MONDRIAN’S BORDERS

for Victor Coleman

           Mondrian’s Broadway Boogie Woogie

[which the English for some perverse reason

pronounce bugee wugee

                               & this is not, one gathers,

because they’ve seen any of the remarkable photographs

by Widgee – who probably knew every theatre

& late-night restaurant on Broadway –

from 4th up into Harlem –

                         ]

                           was painted in 1942. The

Germans

          from whom Mondrian has intelligently fled

are pouring into Russia

& the Russians are dying by the thousand as they stop them

cold in the huge white snow & blow their heads off

like slaughterhouse chickens

                                     might, if they had stopped

to think,

         have learned something from this painting.

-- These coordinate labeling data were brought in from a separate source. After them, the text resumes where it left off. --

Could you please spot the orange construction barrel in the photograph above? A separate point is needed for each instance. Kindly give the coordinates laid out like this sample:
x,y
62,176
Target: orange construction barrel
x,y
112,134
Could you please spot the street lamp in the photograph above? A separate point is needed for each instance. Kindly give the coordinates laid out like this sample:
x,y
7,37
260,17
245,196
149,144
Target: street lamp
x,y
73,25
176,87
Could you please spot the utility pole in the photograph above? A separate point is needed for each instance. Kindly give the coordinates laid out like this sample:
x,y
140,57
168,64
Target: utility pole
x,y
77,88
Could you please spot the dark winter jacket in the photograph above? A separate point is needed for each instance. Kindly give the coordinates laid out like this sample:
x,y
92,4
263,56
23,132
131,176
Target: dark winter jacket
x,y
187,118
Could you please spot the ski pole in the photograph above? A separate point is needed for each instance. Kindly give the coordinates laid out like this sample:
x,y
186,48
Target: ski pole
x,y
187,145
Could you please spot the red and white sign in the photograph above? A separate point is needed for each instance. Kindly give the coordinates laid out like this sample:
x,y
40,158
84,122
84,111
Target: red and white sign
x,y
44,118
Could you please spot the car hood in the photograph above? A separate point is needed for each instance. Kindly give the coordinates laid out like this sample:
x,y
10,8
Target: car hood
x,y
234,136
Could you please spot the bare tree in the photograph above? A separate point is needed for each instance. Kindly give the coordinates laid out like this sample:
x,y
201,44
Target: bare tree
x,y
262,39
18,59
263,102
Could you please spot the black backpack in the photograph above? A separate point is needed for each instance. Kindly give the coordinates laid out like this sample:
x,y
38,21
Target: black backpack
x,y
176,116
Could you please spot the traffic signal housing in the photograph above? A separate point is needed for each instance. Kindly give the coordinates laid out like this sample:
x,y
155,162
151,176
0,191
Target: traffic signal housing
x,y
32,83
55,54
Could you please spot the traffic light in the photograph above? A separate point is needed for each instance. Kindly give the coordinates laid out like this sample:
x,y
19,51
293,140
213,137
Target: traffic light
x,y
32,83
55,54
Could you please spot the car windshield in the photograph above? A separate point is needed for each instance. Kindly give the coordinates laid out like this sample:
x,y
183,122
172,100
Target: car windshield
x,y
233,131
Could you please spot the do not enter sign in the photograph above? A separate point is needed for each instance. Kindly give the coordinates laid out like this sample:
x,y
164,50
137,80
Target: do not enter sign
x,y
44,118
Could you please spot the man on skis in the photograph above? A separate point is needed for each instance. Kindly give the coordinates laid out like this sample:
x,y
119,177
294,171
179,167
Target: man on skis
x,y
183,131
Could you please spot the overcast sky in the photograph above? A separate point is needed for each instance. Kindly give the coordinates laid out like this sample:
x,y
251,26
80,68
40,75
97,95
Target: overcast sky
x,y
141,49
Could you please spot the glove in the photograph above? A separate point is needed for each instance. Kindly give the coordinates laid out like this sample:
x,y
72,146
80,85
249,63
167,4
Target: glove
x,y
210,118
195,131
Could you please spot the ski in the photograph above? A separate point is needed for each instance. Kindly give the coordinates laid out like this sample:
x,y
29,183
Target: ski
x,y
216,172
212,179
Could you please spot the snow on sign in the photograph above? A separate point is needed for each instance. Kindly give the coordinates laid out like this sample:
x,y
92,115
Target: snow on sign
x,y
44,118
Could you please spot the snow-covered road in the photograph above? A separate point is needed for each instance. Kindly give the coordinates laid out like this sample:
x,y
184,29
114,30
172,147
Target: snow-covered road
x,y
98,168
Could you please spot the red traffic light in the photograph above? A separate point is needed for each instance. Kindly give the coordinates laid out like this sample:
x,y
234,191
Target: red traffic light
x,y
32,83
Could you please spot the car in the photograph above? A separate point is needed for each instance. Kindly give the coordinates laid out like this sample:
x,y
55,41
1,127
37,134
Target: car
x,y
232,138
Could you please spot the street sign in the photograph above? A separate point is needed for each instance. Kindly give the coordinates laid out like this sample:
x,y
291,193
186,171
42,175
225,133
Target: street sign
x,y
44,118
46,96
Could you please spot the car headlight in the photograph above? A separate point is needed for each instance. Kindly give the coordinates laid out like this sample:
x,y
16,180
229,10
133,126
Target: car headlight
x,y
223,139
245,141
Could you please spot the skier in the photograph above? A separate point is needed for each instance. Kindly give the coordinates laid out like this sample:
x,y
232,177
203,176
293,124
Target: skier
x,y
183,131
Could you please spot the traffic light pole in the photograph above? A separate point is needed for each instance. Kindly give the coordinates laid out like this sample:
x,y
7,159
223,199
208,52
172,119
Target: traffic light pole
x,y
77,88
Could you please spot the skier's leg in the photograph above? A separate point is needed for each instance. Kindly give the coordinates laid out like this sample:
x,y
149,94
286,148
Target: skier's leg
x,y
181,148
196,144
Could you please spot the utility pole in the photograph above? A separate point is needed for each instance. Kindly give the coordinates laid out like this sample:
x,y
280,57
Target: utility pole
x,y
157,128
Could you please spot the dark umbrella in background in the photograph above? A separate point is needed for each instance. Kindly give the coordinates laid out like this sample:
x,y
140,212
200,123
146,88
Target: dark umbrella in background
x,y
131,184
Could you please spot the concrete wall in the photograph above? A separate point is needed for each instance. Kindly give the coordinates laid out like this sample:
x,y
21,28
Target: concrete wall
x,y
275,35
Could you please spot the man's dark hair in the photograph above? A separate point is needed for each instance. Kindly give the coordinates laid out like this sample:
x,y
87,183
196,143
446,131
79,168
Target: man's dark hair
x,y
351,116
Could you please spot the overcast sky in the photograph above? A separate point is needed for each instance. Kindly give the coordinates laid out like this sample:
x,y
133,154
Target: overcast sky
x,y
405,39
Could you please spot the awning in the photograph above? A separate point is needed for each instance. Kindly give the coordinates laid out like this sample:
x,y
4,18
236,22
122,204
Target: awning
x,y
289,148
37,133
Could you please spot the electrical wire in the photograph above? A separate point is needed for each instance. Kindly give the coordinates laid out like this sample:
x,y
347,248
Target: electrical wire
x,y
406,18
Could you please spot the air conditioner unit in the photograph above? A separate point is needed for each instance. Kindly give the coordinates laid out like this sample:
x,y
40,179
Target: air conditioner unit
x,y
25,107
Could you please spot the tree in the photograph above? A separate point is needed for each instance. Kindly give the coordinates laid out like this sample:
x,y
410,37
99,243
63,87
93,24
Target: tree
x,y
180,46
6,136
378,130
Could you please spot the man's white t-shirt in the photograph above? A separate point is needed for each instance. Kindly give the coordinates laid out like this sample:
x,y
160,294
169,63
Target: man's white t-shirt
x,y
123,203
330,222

It is

a favourite of art critics, but it is not really about

Broadway at all; it is about New York as a set of grids

& according to Mondrian there is no poverty

& no stock exchange

                           it is all colour & music & Oklahoma

pretty girls in flapper skirts perhaps, although it is 1942,

& perhaps they are drinking Pernod. Who the hell cares,

it’s a great painting, isn’t it, his only gureat,

& who the hell was Lissitzky – just some goddamn Russian

& probably dead of a head wound cf

                                                  Appollinaire

in that remarkable photograph showing the wide head-bandage

after he defended Paris from the Germans in WWI.